Concessions offered by the USA in early June to try and secure Europe's approval for a limited deal on transatlantic open skies failed to break the deadlock between the two sides.

European Commission (EC) and US negotiators were trying to rescue a liberalisation package following stout UK objections to a late offer from Washington, an offer that would have created new market access opportunities in the USA. However, the package left unresolved the London Heathrow access quandary.

In response to EC demands for additional market access, the Bush administration had made a late proposal to offer European carriers the rights to charter passenger and cargo space on US flights. Also on the table was a proposed right of US carriers to use European-owned aircraft, complete with crews, to fly international routes. European leisure carriers would also be allowed to charter US aircraft or space on US airliners for domestic flights, provided the flight was ultimately operated by the US carrier. The right would have fallen into a relatively obscure regulatory category called "indirect carrier" rights, and was intended to skirt growing US labour objections to any form of domestic cabotage.

After the UK transport minister denounced that offer, EC ministers rejected it too, and US Transportation Secretary Norman Mineta said in a statement on the rejection: "I am very disappointed.
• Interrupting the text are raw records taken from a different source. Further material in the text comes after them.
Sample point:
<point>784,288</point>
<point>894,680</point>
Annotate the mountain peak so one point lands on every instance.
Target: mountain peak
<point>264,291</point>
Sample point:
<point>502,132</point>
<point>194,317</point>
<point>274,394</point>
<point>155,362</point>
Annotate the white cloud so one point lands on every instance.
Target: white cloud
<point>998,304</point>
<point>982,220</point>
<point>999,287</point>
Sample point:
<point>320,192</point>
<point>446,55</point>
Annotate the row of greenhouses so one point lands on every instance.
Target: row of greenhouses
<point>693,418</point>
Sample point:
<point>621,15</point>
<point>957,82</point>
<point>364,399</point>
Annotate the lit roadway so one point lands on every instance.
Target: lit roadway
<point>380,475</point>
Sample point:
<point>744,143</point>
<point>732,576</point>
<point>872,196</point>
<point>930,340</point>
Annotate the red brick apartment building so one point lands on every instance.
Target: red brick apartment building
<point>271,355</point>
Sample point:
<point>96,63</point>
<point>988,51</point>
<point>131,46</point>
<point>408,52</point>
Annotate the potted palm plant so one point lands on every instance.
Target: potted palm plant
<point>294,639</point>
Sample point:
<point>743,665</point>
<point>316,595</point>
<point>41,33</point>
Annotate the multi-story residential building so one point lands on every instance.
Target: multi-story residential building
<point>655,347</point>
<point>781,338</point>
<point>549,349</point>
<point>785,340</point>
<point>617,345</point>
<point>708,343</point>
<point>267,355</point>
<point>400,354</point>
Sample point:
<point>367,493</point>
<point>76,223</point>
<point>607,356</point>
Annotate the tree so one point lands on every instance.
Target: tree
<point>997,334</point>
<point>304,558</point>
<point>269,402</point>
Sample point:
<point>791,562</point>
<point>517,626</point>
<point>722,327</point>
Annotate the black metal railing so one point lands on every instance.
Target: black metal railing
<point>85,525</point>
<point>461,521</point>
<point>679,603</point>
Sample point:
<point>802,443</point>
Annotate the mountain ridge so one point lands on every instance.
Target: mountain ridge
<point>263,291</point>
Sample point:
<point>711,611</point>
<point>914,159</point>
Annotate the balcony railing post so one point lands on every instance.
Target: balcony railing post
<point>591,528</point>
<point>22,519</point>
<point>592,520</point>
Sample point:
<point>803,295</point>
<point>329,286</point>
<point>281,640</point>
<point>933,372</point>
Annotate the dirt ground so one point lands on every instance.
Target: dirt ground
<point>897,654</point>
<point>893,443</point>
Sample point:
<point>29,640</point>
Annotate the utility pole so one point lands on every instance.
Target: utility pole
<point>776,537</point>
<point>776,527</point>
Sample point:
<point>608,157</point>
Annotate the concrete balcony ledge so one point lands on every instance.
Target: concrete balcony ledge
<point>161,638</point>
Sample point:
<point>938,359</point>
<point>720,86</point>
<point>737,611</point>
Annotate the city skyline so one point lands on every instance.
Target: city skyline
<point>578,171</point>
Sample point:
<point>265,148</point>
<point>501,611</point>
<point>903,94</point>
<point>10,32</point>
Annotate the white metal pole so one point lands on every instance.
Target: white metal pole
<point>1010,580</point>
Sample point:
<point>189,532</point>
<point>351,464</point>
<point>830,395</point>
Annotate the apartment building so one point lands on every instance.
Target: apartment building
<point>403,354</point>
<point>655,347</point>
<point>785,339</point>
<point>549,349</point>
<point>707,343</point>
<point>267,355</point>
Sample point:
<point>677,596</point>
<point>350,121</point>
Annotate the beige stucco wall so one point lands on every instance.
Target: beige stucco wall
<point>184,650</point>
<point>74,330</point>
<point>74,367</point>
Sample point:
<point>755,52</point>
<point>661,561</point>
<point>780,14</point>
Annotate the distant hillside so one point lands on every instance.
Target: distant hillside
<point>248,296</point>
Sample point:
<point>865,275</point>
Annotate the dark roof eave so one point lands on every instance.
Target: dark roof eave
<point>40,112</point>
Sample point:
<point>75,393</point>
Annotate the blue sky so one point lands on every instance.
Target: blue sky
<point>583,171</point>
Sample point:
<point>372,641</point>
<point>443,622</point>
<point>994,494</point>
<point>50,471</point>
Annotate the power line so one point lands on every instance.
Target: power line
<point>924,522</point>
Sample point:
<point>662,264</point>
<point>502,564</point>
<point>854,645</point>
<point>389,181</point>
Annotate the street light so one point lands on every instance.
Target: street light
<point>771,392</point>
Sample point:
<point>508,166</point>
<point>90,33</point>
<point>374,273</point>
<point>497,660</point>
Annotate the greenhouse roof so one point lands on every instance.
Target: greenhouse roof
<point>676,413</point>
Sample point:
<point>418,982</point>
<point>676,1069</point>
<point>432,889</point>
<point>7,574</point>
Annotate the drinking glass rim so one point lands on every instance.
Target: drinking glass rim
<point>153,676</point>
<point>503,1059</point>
We remain committed to opening up transatlantic aviation markets. However, given [this] unfortunate decision, we must now review how best to achieve the objective".

The next step is made all the more uncertain as the US election approaches and the handover of key EC negotiating jobs nears. US negotiators had called their last offer a creative way to address European needs while avoiding immovable domestic labour opposition in an election year.